Most fluids exhibit a property called turbulence and its velocity seems chaotic and appears to be random. Because air is also considered a fluid and in the free atmosphere an aircraft and its occupants can and may experience turbulence due to these fluid (air) movements. But most of the time a flight is relatively free of turbulence.
The aircraft responds to these motions and the crew and passengers feel bumpiness during their flight. The amount of bumpiness is based on a number of factors, aircraft type and weight, altitude, terrain and weather conditions.
To minimize the effect the pilot must have a comprehension of turbulence, its background and the effects it may have on the flight. We will take a look how the pilot may visualize turbulence and how it is formed and the size of it.
Water, like air, is also subject to turbulence. In helping visualizing how the wind moves around buildings or other obstructions, think of it as water. Take a look at the beach observing waves and you can see how air in the atmosphere is pushed up and down by mountain creating similar waves and turbulence miles downwind.
Aviation weather reports use the term gusts to indicate wind speed variation of more than 10 knots between maximum and minimums. These gusts are a typical indication of turbulence.
This is an individual turbulent vortex embedded in the airflow. The same happens when a wing stalls and the airflow detaches from the top of the wing, this air is turbulent and filled with small eddies.
The size of these eddies can vary considerable. If an aircraft flies through a very large eddy it will experience an upward motion followed some time later by a downward motion. Like a sea wave action.
On a smaller scale, if two eddies next to each other produce a strong upward movement of air, the pilot will feel a jolt in stead of an up going motion. If the eddies are even smaller and the aircraft flies through them it feels like small chops, like driving on a rough road if you like.
Much like waves in the water these have certain dimensions: wavelength and amplitude. The effects on the aircraft and reports from pilot can be identical as discussed with eddies and gusts. Short waves can be experienced as chop and long waves as wave action. For a pilot it is difficult to see or feel the difference.
Any time a fluid moves over surface a boundary layer develops due to friction with that surface. It happens over a wing but also with the Earth's surface. It is in this atmospheric friction or boundary layer where the most low level turbulence will occur.
The friction of this layer causes the wind to slow down and blow at an angle (typically some 30°) towards the low pressure area. At an altitude of around 2000 ft this effect is almost gone and the wind blows parallel with the isobars with the low pressure area to the left in the northern hemisphere. The low pressure area will be to the right in the southern hemisphere.
When taking a look at the vertical structure we see that the wind direction will be constant until 100 to 500 ft AGL, though the speed will increase as friction reduces. Above 500 ft we see the wind changing some 30° in its direction.

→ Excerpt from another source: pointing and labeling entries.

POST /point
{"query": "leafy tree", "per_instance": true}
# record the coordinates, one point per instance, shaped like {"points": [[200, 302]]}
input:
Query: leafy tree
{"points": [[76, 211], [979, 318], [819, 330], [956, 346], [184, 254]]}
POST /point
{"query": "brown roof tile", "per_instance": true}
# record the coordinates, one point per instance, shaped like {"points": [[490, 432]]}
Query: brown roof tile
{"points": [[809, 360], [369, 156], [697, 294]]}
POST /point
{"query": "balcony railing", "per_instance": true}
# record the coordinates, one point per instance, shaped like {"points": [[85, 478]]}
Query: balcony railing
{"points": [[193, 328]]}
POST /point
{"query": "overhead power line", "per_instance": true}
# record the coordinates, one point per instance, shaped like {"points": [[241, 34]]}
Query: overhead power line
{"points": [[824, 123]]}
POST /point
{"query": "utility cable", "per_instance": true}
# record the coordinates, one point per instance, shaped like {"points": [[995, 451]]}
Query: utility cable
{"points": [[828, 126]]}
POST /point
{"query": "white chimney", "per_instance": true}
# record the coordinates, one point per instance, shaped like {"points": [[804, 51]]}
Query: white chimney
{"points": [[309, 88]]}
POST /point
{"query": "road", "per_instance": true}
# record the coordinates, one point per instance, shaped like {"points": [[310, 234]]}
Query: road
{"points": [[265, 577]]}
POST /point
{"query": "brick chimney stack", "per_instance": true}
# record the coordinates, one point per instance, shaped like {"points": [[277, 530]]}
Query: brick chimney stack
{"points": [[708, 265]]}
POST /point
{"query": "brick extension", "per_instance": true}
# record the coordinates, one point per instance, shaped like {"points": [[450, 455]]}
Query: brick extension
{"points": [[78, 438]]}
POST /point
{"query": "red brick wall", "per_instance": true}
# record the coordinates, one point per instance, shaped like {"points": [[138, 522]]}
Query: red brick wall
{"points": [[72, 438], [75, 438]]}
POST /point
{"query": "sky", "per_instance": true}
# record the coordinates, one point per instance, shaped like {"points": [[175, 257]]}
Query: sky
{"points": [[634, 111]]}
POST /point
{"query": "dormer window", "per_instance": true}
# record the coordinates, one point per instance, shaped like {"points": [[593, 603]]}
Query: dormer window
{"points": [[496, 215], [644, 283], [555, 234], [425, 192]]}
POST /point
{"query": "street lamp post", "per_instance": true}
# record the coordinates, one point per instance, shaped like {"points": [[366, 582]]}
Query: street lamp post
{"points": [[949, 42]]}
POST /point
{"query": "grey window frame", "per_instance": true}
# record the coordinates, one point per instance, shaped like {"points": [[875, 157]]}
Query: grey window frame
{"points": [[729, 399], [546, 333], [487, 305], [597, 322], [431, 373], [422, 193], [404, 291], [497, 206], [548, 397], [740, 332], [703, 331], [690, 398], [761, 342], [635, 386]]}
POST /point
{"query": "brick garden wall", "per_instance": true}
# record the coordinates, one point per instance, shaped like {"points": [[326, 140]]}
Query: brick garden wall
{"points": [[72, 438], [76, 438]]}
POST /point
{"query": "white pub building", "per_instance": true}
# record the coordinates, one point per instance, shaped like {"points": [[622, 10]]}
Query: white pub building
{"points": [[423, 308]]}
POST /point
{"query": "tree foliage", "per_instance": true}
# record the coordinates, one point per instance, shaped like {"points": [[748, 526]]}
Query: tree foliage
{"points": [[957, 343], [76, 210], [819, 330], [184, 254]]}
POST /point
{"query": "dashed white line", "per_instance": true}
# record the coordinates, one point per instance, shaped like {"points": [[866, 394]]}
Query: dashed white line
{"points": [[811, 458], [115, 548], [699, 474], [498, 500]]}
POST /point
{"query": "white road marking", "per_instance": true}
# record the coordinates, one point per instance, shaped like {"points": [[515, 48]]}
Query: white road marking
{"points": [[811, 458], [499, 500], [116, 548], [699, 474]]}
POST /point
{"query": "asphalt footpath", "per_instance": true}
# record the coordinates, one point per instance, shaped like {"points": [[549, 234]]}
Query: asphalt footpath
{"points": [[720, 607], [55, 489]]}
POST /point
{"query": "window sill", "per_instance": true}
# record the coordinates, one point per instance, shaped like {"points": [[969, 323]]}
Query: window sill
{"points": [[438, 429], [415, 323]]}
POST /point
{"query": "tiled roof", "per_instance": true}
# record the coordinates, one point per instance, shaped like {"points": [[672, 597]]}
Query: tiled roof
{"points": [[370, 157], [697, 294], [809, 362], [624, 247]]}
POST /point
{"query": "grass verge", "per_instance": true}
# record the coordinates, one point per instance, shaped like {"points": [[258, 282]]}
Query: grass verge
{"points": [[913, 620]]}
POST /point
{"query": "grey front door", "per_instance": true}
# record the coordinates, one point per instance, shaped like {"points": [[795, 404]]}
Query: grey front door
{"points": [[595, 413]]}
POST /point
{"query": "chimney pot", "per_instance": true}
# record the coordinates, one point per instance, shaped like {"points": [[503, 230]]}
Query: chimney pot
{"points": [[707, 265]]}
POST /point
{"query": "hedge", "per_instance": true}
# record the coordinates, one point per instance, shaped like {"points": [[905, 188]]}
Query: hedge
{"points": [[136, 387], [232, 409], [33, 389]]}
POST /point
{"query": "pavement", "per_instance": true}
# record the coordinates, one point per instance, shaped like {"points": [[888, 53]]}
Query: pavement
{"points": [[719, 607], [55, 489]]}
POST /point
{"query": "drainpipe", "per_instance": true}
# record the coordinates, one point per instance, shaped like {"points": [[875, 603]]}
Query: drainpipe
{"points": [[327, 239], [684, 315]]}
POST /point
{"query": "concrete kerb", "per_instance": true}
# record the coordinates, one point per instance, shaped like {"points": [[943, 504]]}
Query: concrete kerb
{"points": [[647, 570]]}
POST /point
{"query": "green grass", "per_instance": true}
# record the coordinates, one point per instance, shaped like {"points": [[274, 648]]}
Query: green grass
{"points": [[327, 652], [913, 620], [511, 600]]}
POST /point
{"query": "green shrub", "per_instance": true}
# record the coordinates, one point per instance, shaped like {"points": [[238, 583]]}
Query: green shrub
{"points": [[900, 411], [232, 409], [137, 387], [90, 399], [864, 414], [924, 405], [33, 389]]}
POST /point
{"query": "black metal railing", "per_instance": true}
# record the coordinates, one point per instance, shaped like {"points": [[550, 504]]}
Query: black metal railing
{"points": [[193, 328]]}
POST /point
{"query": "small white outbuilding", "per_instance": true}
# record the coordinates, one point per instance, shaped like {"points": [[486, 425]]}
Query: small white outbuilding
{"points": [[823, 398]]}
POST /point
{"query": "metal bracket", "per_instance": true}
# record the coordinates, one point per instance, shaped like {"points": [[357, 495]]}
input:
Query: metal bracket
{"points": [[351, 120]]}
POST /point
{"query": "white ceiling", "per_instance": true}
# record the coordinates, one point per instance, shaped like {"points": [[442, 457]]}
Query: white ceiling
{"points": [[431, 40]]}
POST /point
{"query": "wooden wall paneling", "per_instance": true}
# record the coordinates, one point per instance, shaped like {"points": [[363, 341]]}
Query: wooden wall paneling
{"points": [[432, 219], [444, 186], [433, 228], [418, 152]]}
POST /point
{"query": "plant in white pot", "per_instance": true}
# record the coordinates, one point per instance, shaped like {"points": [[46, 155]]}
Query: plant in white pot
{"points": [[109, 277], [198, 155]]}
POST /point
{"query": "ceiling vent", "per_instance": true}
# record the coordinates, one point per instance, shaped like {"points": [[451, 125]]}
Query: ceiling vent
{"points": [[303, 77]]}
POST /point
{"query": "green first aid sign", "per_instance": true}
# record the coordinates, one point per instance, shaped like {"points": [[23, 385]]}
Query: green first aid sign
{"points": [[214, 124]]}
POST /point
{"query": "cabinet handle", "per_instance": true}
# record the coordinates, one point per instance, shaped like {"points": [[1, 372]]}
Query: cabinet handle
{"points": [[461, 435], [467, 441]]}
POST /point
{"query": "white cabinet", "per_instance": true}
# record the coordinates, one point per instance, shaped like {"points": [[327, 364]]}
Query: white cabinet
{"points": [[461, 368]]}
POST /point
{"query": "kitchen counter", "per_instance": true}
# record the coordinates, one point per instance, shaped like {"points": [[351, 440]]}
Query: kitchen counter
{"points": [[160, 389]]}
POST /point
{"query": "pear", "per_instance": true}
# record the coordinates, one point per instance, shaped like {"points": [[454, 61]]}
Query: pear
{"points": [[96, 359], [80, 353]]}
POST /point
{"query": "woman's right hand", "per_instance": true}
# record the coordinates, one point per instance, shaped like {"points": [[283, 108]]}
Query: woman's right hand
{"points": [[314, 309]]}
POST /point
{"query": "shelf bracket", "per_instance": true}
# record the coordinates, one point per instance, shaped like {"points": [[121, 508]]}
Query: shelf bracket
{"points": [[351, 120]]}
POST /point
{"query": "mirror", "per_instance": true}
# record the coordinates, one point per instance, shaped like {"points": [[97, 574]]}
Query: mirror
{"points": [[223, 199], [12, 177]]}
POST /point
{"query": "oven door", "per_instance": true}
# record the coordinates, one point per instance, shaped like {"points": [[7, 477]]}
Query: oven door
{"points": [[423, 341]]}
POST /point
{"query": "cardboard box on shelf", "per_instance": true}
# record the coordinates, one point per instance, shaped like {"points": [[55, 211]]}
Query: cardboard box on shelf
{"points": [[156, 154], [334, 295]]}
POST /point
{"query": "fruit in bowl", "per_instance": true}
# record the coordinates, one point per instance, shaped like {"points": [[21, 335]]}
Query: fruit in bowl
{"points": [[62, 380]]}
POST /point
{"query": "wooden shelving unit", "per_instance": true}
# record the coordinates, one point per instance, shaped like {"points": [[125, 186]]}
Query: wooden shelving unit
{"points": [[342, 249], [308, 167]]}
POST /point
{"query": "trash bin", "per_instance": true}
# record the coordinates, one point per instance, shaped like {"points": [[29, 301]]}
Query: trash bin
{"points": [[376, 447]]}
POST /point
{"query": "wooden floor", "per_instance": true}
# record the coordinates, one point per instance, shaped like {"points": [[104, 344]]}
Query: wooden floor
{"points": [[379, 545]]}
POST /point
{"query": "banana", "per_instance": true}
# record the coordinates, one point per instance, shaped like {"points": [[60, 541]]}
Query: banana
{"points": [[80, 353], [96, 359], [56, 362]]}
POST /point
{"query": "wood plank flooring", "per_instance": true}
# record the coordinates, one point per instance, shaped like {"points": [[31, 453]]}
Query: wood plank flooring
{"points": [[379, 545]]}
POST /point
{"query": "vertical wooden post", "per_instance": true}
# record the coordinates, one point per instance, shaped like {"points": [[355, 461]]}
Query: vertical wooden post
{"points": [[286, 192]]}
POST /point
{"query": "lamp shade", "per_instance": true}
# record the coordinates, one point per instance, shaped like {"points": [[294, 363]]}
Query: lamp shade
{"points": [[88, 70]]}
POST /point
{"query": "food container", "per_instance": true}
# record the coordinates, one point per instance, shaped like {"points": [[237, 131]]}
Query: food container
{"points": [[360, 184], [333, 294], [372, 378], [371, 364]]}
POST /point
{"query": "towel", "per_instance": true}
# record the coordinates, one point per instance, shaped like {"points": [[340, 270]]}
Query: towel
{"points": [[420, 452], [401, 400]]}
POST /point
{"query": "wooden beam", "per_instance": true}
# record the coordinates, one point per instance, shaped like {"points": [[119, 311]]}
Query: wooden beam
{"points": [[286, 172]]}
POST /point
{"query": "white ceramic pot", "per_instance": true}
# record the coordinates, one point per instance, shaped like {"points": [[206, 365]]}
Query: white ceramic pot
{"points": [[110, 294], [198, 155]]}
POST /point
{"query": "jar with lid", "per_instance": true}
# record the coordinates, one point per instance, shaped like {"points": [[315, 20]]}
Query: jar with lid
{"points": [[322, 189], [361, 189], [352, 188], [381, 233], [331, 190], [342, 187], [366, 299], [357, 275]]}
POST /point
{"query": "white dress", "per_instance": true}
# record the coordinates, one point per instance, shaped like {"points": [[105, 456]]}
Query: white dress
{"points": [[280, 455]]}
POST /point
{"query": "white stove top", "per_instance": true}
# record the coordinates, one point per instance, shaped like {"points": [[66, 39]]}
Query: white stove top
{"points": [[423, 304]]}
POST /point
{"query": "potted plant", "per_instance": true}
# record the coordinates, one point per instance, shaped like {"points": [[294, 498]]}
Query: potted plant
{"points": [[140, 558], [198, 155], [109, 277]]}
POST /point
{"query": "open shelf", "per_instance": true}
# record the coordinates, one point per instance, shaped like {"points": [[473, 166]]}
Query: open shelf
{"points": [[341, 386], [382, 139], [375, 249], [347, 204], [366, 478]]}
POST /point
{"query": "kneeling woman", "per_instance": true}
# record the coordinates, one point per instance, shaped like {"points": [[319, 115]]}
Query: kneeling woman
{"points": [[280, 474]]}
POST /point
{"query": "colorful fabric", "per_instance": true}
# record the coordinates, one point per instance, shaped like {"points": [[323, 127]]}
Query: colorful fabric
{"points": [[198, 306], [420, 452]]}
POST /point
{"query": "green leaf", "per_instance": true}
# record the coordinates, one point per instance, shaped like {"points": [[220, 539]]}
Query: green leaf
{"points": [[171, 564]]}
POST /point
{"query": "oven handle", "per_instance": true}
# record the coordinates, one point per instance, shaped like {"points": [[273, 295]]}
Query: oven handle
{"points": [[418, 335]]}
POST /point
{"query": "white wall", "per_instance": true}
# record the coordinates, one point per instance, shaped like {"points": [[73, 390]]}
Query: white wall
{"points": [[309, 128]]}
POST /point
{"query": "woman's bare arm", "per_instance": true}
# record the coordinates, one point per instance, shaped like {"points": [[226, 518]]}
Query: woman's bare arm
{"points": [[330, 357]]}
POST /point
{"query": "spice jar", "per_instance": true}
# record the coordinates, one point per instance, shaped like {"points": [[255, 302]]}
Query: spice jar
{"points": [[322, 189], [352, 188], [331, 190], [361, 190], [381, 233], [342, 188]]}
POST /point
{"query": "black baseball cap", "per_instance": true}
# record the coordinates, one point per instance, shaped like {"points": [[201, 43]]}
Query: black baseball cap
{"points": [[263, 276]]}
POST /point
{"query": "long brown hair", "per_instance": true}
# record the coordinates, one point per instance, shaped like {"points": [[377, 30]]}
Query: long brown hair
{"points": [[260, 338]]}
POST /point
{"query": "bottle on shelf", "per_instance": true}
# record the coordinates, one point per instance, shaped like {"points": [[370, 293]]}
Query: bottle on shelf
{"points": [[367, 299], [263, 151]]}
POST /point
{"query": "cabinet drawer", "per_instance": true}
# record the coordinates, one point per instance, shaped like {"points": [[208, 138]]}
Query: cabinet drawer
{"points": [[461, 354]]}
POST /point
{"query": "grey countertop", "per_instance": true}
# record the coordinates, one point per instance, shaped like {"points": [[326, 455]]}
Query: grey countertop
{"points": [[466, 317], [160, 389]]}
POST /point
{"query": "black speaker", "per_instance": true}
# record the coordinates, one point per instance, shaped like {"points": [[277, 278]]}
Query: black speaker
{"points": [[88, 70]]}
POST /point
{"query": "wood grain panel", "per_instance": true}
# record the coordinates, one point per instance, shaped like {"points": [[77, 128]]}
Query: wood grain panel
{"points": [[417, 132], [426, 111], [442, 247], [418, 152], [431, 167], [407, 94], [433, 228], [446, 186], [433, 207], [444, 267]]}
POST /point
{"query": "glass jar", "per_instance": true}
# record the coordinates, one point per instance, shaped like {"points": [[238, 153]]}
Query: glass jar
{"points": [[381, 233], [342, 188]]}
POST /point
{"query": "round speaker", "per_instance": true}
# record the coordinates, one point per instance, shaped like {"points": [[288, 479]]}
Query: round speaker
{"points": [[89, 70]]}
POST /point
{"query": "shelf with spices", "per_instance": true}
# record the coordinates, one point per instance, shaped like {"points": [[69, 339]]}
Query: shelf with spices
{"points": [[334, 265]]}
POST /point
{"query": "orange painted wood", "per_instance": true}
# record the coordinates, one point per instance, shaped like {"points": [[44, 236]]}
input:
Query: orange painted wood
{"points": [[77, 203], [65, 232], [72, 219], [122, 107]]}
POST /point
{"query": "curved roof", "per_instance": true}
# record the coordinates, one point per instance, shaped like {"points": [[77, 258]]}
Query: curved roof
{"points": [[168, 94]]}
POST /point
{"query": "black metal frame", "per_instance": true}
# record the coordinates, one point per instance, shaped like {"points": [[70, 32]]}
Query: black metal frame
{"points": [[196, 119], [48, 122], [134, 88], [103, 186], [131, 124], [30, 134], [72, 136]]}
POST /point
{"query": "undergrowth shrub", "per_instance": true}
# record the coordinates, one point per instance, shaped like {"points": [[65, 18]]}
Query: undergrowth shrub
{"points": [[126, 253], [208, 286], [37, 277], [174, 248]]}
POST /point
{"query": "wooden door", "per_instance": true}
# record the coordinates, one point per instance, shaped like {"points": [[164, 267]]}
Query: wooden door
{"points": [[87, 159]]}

Boundary layer thickness will vary with surrounding terrain, mountains, presence of an anti-cyclone (high pressure area), stable or unstable conditions, day or night time and during summer it will also be thicker than in winter time.
In order to put turbulence into perspective and in relation to other similar phenomena, a scale was developed where horizontal dimensions are compared to the lifespan. That resulted into three classifications:
With horizontal dimensions between centimeters to a meter and a lifespan of seconds to an hour. Here you find gusts, building wake, dust devils, some CAT and shearing gravity waves. Really small but annoying stuff for pilots and their passengers.
Somewhat bigger phenomena sizing from a meter to a kilometer and with lifespans of a half hour to a week. This is the domain of thunderstorms, downburst, rotors, lee waves, gust fronts, convective action, land and sea breezes, squall lines and Chinooks up to a hurricane and frontal systems.
From a thousand kilometers wide up to planetary scale and with life times from a day to even weeks. You will see cyclones, Jet streams and monsoons in this category.
You may conclude from this that the smaller the phenomena the shorter its lifespan and the less effect it has on the aircraft and occupants.